If the user exceeds this timeout before they enter a password, the connection with server (keepalive) will be dropped and they'll have to resubmit the form or reload the page.
This is a trade-off that had to be made to keep the endpoint accessable.
## Encryption engine
Mbed-TLS C library is used for https. esp-mbedtls wrapper included uses FFI bindings to the library.
As esp-mbedtls is experimental and currently not published to crates.io, we have to use a cloned git version.
Something native like [embedded-tls](https://crates.io/crates/embedded-tls) can be used in the future if it saves some memory resources and works as fast.
## Setup
To setup the app with your device:
* Generate TLS certificates with the .pem format and put them into the `certs` directory in the project root.
The file names are: `cert.pem` for public key and `key.pem` for private key. I highly recommend using [mkcert](https://github.com/FiloSottile/mkcert)
for development purposes. This will install a certificate authority to the system that's accepted both by your system and web browsers.
Certificates generated by a known signing entity can later be used for production.
* Make a copy of `config.toml.example` file in `.cargo` directory as `config.toml`.
Edit this file with your Wifi credentials, static ip for the device from your network and a custom device password for locking-unlocking the device.
* Set build target from esp32c3 to your device configuration in `config.toml`.
* `riscv32imc-unknown-none-elf` for esp32-c3
* `riscv32imac-unknown-none-elf` for esp32-c6
* Edit the `locked.html` and `unlocked.html` with your style and wording, or keep them as they are for gigachad lazyness.
## Building
* You'll need Rust build target for RISC-V esp32 processors. It's
* `riscv32imc-unknown-none-elf` for esp32-c3
* `riscv32imac-unknown-none-elf` for esp32-c6
* and can be something different for other chips.

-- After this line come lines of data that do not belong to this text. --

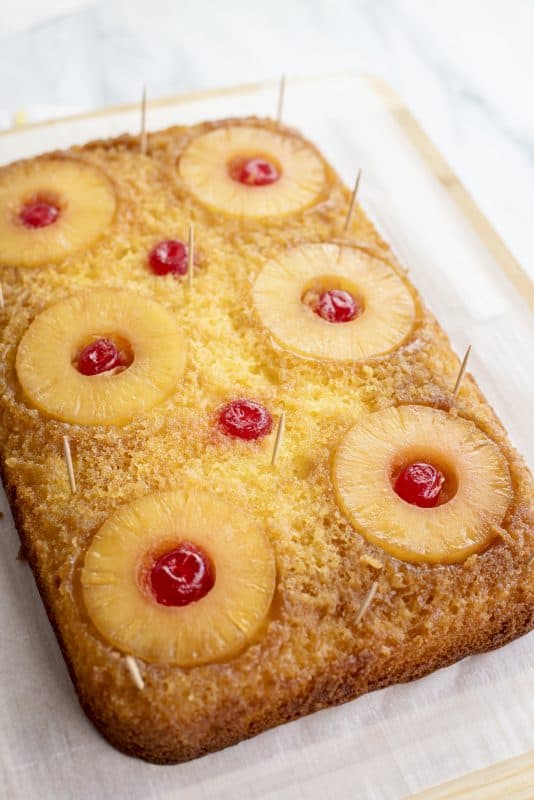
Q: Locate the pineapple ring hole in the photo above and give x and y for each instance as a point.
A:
(413, 455)
(150, 559)
(46, 197)
(315, 288)
(124, 348)
(235, 164)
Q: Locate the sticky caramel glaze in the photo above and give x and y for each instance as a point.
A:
(312, 653)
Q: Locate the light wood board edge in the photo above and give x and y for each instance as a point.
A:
(451, 183)
(504, 775)
(512, 779)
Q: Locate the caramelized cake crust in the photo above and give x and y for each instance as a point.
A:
(313, 649)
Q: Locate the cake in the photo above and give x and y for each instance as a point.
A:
(201, 589)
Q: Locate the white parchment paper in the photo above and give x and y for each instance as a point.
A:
(385, 745)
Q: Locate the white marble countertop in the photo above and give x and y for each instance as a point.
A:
(463, 66)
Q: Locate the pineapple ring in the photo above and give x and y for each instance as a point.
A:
(205, 162)
(47, 352)
(384, 323)
(214, 628)
(84, 194)
(384, 441)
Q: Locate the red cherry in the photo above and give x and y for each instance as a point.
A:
(182, 576)
(99, 356)
(38, 214)
(168, 256)
(420, 484)
(245, 419)
(336, 305)
(254, 172)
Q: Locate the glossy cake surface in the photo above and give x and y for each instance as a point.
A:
(234, 335)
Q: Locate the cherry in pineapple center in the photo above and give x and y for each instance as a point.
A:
(181, 576)
(256, 171)
(39, 213)
(104, 355)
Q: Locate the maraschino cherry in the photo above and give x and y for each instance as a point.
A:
(38, 214)
(182, 576)
(98, 357)
(420, 484)
(254, 171)
(169, 256)
(245, 419)
(336, 305)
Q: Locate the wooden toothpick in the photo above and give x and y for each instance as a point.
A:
(70, 467)
(133, 669)
(461, 374)
(352, 200)
(278, 437)
(281, 96)
(367, 600)
(143, 137)
(190, 255)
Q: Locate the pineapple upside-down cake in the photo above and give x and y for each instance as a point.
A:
(240, 590)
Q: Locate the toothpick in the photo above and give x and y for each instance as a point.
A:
(190, 255)
(281, 97)
(353, 200)
(278, 437)
(461, 374)
(367, 600)
(143, 137)
(134, 671)
(70, 467)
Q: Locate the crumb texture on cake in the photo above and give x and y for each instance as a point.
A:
(313, 650)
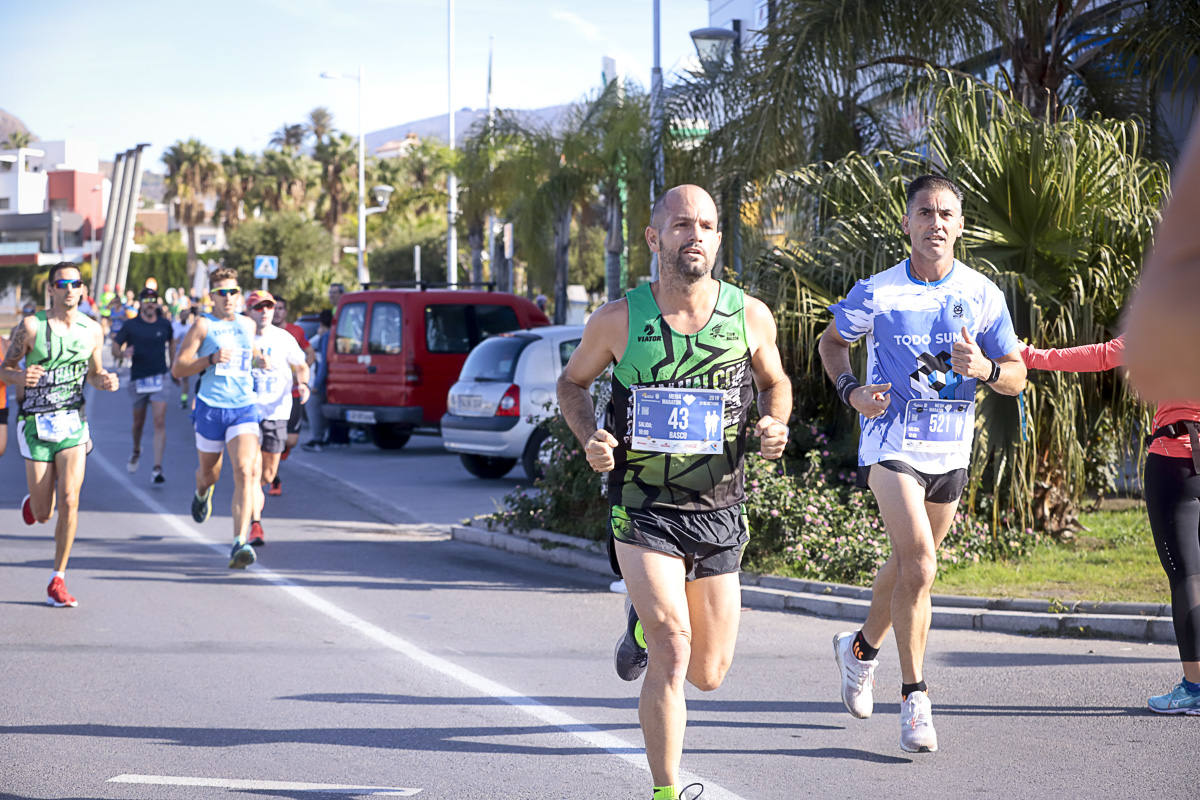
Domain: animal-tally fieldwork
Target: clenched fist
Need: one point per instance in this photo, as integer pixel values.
(773, 437)
(599, 449)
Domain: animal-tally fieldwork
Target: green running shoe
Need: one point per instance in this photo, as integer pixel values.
(241, 555)
(1177, 701)
(202, 505)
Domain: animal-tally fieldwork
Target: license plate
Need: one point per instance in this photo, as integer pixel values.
(469, 402)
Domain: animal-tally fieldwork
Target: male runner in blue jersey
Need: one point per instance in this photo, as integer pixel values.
(934, 329)
(221, 347)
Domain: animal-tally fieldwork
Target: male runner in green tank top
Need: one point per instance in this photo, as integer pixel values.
(61, 348)
(687, 348)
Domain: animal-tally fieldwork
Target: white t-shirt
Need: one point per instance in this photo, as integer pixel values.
(273, 388)
(911, 328)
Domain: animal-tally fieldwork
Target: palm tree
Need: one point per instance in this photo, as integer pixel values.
(288, 137)
(1059, 214)
(321, 124)
(192, 174)
(239, 172)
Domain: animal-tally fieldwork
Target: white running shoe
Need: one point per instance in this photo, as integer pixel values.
(857, 677)
(917, 734)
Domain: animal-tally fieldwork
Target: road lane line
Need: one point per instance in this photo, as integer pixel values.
(552, 716)
(264, 786)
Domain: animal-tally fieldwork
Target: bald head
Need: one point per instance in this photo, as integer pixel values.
(684, 198)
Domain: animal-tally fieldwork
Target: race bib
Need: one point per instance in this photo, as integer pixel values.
(678, 420)
(237, 366)
(57, 426)
(148, 385)
(936, 425)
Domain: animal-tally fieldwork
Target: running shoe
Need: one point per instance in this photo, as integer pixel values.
(27, 511)
(57, 595)
(629, 656)
(241, 555)
(857, 677)
(1177, 701)
(202, 505)
(917, 734)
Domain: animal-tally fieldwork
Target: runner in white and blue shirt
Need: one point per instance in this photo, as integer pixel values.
(220, 347)
(910, 328)
(934, 329)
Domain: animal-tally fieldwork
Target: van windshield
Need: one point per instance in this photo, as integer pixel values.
(495, 359)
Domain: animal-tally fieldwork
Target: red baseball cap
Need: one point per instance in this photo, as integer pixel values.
(258, 296)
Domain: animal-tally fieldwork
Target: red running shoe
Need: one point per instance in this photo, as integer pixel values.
(57, 595)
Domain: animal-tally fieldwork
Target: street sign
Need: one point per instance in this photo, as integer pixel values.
(267, 266)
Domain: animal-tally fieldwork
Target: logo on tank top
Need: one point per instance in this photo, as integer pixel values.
(649, 334)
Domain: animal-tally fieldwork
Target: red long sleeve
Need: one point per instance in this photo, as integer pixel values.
(1086, 358)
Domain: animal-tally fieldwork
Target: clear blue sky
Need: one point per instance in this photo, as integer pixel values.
(231, 72)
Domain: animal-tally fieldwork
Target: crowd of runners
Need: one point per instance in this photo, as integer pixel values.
(690, 356)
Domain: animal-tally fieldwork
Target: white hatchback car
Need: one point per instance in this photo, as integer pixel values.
(505, 390)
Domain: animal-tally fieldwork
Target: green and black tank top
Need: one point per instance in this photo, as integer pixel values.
(718, 356)
(66, 360)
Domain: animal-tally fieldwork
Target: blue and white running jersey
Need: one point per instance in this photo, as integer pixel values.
(229, 384)
(911, 328)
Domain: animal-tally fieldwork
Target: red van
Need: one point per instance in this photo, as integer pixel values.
(395, 353)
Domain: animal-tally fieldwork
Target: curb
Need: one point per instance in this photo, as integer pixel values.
(1119, 620)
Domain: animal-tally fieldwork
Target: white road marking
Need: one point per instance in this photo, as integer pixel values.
(613, 745)
(263, 786)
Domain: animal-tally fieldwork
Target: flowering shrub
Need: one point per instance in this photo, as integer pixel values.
(567, 499)
(815, 524)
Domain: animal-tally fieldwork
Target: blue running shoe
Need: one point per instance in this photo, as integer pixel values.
(202, 505)
(1177, 701)
(241, 555)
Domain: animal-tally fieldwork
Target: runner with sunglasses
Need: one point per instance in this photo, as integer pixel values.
(61, 349)
(220, 347)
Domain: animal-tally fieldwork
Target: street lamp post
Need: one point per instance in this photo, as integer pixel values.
(363, 206)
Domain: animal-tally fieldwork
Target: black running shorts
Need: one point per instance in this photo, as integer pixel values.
(297, 413)
(946, 487)
(709, 542)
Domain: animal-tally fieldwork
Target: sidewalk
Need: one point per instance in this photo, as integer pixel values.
(1134, 621)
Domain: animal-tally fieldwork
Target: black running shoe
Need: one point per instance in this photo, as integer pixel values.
(202, 505)
(629, 656)
(241, 555)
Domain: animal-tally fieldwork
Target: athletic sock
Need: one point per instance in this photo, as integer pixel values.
(862, 649)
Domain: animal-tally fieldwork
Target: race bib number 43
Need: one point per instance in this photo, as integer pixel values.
(937, 425)
(678, 420)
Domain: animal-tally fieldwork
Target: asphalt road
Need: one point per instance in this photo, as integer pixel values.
(367, 659)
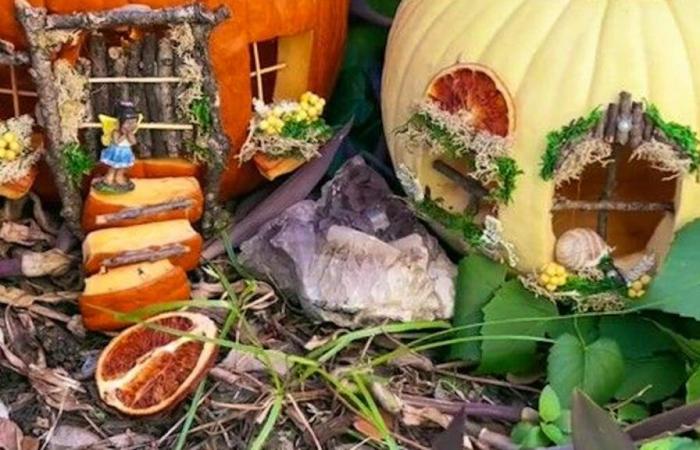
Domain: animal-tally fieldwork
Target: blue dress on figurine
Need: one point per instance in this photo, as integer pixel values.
(119, 138)
(118, 155)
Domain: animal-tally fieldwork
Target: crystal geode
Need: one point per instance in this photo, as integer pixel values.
(355, 256)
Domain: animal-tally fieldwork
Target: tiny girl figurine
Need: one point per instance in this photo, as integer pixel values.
(118, 156)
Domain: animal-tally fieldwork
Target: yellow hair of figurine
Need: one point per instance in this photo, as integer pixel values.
(110, 125)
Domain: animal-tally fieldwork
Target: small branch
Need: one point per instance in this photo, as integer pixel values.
(145, 211)
(137, 16)
(476, 190)
(146, 255)
(10, 57)
(146, 126)
(609, 205)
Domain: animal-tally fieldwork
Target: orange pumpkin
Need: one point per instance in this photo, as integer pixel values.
(306, 35)
(130, 288)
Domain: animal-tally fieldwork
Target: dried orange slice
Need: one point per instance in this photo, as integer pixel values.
(477, 94)
(145, 370)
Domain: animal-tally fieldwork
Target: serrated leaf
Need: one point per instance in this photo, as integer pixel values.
(512, 303)
(594, 429)
(549, 406)
(554, 434)
(658, 377)
(636, 336)
(477, 280)
(597, 369)
(528, 435)
(564, 421)
(677, 281)
(632, 412)
(692, 388)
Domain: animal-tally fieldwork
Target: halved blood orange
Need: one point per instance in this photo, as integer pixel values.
(147, 369)
(478, 94)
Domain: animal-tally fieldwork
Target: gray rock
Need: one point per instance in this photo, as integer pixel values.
(356, 256)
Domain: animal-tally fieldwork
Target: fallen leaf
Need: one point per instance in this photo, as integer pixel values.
(66, 437)
(11, 436)
(242, 362)
(16, 233)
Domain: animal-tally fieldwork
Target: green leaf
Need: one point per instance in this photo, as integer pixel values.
(510, 303)
(677, 283)
(597, 369)
(689, 347)
(554, 434)
(672, 443)
(632, 412)
(658, 377)
(549, 407)
(477, 279)
(692, 387)
(636, 336)
(528, 435)
(564, 421)
(594, 429)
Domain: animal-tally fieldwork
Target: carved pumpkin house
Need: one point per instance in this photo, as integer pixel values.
(192, 70)
(272, 50)
(511, 113)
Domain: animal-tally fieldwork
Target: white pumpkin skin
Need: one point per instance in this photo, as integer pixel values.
(559, 59)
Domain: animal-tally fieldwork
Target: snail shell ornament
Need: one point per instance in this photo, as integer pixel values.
(580, 248)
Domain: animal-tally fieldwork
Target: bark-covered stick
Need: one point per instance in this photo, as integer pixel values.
(165, 95)
(34, 22)
(218, 142)
(138, 96)
(148, 62)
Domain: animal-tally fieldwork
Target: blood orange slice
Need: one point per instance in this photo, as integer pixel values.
(474, 92)
(146, 369)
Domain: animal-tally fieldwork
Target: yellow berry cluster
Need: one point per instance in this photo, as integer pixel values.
(553, 276)
(637, 288)
(10, 147)
(308, 109)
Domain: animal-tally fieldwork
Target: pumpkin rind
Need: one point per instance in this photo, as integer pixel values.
(151, 192)
(102, 245)
(171, 286)
(560, 59)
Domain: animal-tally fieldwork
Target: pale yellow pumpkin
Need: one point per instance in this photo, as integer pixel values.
(559, 59)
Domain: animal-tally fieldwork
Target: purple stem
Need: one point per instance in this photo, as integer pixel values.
(297, 187)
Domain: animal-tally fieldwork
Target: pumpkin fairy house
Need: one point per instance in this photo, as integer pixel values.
(578, 173)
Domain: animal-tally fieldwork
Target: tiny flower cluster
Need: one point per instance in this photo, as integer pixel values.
(637, 288)
(10, 146)
(308, 109)
(553, 276)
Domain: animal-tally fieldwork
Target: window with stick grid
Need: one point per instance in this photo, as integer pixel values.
(264, 66)
(17, 94)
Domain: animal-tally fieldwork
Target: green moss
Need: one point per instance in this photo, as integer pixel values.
(508, 171)
(460, 223)
(451, 144)
(556, 140)
(681, 135)
(200, 110)
(77, 162)
(317, 131)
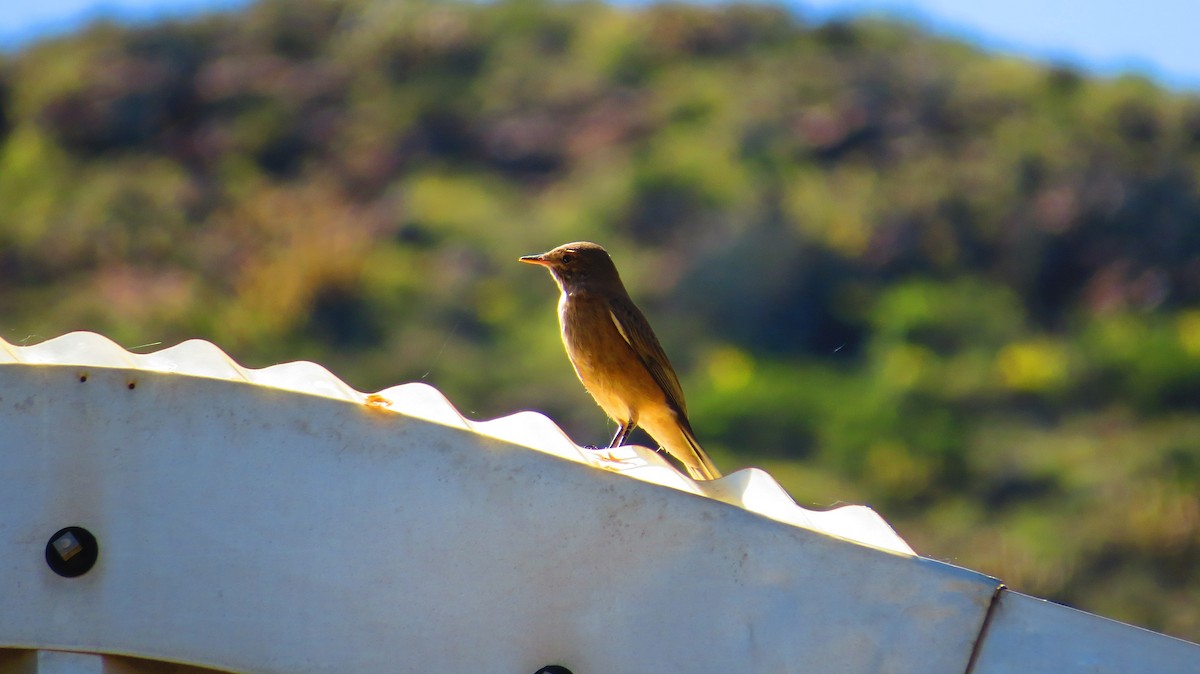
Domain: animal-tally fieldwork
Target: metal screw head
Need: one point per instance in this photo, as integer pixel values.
(72, 552)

* esp-mbedtls shipped uses a prebuilt version of mbedtls C library, so you won't normally need C build targets.
* Build script `build.rs` will minify the html template files `locked.html` and `unlocked.html` as `*.min.html`. This uses [minify-html](https://crates.io/crates/minify-html) tool, minified files will be used while running the app and generated files are not part of version control.
* To build and run as production:
```bash
# Replace chip with esp32c3 or esp32c6 depending on the device
cargo run -r -F CHIP
```
## License
[MIT](https://choosealicense.com/licenses/mit/)
## Contributing
Pull requests are welcome. For major changes, please open an issue first
to discuss what you would like to change.